Despite improved TBI outreach, critics say needs not met
March 5, 2009
ARLINGTON, Va. — Army officials believe they have greatly improved the service’s ability to reach soldiers with brain injuries, but critics say servicemembers still do not receive adequate screenings from the military.
March is Brain Injury Awareness Month. Army Brig. Gen. Loree K. Sutton said Wednesday she believes the military is more equipped than ever to handle tens of thousands of brain-injured troops.
But she still urged troops who feel they may need care to seek it immediately.
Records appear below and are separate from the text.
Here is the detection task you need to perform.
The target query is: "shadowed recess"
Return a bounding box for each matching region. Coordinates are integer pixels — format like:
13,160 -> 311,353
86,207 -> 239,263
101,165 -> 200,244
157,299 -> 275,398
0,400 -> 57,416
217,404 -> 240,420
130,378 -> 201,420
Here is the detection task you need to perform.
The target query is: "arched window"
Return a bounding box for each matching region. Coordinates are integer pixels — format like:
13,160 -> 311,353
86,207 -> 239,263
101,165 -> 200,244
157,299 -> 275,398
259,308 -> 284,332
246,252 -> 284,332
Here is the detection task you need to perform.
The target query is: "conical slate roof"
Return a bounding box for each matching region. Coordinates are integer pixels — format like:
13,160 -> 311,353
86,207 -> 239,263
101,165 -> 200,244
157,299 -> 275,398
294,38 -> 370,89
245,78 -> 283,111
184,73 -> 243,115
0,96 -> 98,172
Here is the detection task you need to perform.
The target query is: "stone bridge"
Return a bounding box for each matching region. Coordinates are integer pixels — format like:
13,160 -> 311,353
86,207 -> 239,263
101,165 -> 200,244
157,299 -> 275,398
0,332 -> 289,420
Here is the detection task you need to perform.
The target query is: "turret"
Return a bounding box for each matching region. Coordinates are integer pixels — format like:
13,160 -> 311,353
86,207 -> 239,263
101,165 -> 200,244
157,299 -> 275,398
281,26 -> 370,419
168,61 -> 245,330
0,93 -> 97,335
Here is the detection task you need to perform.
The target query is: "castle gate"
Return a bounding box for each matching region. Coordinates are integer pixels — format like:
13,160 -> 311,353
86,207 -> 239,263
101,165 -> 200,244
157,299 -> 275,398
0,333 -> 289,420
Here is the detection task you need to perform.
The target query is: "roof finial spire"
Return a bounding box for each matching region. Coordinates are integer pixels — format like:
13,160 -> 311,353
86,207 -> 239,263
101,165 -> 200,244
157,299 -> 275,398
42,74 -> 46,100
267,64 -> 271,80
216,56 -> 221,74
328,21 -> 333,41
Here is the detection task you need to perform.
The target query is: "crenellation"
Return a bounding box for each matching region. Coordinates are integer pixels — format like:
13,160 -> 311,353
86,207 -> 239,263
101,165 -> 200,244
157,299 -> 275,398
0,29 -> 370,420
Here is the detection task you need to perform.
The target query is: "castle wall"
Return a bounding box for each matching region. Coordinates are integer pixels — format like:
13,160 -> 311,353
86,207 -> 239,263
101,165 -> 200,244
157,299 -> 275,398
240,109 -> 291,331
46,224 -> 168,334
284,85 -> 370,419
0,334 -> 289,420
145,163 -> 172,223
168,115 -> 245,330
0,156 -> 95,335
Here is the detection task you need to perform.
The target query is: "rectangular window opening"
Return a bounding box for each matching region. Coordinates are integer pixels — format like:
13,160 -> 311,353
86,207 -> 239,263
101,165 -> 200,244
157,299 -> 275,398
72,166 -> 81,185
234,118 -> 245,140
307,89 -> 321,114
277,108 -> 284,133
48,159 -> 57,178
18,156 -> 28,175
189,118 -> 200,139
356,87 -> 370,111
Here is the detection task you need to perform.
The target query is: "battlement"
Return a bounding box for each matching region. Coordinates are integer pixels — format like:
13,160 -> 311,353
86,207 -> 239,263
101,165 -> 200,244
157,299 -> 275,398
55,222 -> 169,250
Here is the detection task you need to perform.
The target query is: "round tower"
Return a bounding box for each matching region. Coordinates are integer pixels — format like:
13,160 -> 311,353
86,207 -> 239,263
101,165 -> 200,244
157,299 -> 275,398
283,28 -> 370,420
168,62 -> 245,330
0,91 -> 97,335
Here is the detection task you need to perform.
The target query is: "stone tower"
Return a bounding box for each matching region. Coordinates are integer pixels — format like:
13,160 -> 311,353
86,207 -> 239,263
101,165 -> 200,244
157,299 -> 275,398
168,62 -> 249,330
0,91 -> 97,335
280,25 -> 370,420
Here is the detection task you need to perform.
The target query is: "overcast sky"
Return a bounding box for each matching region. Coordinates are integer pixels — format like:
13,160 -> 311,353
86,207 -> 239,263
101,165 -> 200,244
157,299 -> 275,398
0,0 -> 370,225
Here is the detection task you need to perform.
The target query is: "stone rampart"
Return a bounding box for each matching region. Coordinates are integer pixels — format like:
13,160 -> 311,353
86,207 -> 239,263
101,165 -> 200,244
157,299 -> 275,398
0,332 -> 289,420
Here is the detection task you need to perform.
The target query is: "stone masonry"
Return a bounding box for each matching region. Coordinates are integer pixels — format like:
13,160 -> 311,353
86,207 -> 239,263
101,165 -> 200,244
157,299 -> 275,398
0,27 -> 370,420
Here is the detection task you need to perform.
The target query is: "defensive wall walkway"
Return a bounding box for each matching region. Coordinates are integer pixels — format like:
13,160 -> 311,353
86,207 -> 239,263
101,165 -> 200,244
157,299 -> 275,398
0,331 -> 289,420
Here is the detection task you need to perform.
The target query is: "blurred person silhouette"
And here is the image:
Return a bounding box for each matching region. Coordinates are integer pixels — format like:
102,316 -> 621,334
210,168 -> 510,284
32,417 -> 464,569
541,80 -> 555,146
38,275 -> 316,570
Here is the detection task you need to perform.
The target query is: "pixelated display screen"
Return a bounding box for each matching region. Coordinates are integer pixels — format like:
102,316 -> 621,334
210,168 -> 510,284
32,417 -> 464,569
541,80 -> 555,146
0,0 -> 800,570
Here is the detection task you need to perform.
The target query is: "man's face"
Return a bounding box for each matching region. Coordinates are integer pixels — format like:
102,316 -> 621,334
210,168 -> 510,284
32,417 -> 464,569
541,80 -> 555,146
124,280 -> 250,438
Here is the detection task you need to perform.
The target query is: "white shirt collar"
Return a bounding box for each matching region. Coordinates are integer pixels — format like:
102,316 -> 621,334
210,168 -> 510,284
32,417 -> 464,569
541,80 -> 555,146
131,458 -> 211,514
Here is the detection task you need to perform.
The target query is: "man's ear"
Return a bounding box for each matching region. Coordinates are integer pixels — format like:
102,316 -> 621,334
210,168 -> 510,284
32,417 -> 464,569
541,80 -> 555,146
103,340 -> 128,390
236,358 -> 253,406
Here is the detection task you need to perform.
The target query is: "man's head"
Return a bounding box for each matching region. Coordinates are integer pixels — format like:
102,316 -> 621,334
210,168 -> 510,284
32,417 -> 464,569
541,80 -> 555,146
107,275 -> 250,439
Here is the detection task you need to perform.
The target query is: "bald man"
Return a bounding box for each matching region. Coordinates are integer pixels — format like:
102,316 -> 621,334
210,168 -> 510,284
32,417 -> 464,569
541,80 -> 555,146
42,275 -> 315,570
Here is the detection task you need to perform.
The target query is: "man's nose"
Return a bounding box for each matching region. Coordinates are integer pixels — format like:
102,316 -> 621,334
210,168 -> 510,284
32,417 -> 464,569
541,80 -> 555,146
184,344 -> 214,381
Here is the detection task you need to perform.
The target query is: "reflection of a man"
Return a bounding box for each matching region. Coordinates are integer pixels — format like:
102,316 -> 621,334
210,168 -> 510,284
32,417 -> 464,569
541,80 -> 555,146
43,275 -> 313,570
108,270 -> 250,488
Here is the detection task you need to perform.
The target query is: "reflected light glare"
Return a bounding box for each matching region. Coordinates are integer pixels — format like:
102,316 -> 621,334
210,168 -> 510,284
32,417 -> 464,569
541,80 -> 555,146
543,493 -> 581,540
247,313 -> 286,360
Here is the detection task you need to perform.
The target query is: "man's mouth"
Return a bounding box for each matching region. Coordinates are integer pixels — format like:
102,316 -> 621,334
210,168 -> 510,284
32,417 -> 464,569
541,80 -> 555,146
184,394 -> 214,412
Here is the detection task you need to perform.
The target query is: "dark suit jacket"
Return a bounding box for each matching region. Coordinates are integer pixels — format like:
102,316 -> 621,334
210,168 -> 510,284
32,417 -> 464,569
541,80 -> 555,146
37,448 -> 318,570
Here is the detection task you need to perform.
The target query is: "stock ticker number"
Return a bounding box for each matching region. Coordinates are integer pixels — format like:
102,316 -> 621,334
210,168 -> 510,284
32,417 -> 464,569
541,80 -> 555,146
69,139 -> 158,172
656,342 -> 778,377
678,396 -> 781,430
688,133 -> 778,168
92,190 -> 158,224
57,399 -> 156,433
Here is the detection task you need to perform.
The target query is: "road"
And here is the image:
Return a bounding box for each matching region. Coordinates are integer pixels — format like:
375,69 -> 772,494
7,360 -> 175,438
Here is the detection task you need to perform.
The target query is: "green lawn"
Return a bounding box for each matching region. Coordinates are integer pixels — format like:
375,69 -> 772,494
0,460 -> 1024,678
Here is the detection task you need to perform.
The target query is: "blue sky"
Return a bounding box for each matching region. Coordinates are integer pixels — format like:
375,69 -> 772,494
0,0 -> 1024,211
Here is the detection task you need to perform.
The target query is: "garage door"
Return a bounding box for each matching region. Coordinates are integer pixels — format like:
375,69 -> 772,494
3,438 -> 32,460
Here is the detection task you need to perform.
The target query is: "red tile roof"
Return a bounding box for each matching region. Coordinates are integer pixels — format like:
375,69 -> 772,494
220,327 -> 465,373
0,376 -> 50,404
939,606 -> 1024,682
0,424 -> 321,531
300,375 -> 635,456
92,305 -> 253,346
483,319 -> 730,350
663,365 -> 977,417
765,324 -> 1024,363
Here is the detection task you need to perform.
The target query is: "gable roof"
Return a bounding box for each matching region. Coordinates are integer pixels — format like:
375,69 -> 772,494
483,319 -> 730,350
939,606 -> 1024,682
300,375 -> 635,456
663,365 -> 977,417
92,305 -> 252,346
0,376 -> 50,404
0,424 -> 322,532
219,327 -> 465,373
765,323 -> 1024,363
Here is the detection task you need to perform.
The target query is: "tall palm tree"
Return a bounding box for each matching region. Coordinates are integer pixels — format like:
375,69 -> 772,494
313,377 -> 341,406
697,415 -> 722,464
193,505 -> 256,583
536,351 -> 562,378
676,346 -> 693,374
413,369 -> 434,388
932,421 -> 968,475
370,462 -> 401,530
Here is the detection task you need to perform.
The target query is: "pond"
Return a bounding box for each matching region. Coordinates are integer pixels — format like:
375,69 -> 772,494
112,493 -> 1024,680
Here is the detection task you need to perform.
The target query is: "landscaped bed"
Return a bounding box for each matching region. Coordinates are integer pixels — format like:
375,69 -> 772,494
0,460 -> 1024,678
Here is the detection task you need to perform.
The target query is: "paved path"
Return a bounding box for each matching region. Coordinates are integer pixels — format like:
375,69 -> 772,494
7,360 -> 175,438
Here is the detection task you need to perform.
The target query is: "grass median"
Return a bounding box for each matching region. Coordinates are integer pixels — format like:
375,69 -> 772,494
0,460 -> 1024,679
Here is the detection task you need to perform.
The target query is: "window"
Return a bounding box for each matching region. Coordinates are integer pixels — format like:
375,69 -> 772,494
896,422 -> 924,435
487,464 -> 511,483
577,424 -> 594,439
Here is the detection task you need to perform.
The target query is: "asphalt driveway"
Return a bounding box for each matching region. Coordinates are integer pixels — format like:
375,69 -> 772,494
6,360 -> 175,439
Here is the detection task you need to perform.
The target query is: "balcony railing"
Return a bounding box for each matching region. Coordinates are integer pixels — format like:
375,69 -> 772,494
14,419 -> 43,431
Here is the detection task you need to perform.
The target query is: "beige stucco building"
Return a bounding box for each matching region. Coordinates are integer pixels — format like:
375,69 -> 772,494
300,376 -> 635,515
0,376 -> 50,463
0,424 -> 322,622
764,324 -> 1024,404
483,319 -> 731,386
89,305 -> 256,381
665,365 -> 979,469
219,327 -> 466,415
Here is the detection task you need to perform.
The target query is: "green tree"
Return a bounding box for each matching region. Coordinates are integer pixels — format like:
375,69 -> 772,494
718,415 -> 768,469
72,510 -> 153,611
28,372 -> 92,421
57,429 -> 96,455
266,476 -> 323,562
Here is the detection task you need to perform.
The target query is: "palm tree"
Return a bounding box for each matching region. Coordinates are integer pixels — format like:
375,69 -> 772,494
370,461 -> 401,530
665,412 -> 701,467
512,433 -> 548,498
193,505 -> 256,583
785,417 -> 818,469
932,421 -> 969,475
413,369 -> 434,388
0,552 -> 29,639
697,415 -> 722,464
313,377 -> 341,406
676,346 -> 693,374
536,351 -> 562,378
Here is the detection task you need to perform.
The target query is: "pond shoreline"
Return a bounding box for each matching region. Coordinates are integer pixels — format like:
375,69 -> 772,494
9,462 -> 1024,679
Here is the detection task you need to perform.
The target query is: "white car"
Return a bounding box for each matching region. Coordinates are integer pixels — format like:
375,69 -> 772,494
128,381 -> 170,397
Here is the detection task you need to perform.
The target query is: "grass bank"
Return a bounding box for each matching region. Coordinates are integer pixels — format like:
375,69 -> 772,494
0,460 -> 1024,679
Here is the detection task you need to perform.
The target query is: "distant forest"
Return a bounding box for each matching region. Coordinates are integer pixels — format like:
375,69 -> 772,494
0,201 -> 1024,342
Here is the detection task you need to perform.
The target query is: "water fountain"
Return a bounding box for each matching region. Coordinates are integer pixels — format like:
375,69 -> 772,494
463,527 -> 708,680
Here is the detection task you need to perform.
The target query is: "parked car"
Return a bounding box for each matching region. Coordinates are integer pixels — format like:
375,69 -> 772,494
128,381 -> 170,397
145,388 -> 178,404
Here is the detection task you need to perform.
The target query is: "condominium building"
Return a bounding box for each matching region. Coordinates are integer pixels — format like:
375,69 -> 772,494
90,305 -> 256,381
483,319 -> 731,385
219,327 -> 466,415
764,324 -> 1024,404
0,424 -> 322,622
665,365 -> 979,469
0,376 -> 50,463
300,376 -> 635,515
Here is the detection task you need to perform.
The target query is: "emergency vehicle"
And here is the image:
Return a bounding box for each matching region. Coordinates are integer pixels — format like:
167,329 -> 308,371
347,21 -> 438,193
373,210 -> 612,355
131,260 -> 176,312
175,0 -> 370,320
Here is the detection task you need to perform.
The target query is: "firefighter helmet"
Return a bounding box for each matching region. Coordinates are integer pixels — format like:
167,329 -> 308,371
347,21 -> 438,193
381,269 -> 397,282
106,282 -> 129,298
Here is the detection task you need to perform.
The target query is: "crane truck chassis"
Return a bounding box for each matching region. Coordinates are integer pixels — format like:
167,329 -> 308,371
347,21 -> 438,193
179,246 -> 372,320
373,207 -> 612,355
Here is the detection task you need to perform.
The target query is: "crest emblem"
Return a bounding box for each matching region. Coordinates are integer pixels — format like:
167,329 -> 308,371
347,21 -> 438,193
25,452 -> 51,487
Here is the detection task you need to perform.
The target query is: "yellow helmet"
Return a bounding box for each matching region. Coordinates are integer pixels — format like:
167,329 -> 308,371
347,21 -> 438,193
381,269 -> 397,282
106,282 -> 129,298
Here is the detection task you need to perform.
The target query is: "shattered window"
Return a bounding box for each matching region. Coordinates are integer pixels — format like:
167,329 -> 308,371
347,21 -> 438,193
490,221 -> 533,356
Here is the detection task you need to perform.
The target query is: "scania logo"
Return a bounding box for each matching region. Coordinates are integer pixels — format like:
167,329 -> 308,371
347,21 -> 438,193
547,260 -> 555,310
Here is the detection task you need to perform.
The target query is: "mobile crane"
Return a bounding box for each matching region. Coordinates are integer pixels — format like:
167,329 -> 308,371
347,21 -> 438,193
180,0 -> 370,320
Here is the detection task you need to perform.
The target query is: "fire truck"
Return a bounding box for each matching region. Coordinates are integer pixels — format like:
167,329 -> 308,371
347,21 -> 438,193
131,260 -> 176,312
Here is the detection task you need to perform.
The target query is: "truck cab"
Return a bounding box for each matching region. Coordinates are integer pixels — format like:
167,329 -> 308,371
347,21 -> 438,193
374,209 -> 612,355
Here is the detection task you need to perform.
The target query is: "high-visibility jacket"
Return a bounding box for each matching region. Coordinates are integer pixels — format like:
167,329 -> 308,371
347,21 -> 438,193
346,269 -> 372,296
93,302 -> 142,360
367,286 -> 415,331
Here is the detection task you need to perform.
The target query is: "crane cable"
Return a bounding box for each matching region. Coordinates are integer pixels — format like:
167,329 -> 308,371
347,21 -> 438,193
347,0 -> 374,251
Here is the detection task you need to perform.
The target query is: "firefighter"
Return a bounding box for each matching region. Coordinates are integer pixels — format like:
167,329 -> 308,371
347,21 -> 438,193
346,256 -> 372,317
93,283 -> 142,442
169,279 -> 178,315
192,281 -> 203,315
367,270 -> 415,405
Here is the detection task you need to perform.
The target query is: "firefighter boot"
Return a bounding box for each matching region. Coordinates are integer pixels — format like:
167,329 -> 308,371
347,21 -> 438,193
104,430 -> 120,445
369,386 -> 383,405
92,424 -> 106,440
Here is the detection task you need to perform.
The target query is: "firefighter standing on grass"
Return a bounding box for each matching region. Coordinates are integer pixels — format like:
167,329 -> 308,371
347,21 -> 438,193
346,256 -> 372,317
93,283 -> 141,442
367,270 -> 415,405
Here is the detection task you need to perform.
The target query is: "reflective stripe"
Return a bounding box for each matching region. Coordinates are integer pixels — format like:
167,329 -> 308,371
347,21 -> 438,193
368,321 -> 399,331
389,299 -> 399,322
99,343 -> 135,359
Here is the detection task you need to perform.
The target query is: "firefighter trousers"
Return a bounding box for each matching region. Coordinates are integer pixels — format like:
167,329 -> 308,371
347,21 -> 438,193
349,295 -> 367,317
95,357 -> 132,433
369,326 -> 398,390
"Asking for help is an act of courage and strength," said Sutton, who directs the Defense Centers of Excellence for Psychological Health and Traumatic Brain Injury.
Sutton credited a series of initiatives enacted over the past two years — including better post-deployment health screening, more trained health professionals and centers that provide care and treatment — with helping the Army better reach injured soldiers.
Sutton said that of the approximately 9,100 individuals who have been treated for TBI in the Defense and Veterans Brain Injury Center network, 85 percent to 90 percent were considered "mild" injuries, or concussions. The vast majority of such injuries will heal completely, she said, often on their own through time and rest.
By the Army’s estimate, hundreds of thousands with mild symptoms have not sought treatment in their system.
Critics say that while military care has improved, individual servicemembers still do not receive adequate screenings before and after their deployments to war, including brain scans and face-to-face meetings with doctors.
The blanket use of post-deployment TBI screening — through four questions added to a questionnaire — was fully adopted by all services only last May. That questionnaire is working to automatically flag those who may have suffered some degree of TBI but have not sought help, according to Sutton.
But Adrienne Willis, a spokeswoman for Veterans of America, said that such forms amount to a self-diagnosis. "That would never be allowed or accepted [outside the military]," Willis said.
"In the ideal world, it would be to screen everybody pre-deployment and post-deployment — not just having them fill out a piece of paper, but an actual brain scan," she said.
"Any servicemember who comes back [is] not going to fill out that form the way that they should fill out the form. We’ve had countless people say to us, ‘No, I just want to get home.’ "
A better solution, she said would be to allow troops and veterans to more easily seek immediate care beyond the military’s system where needed.
"I’ve worked with people who have mild traumatic brain injury and I’ve seen how it affects their lives. You think that you’re just a little down. You can’t sleep at night, you start drinking, you start walking into a wall and you can’t figure out why," Willis said.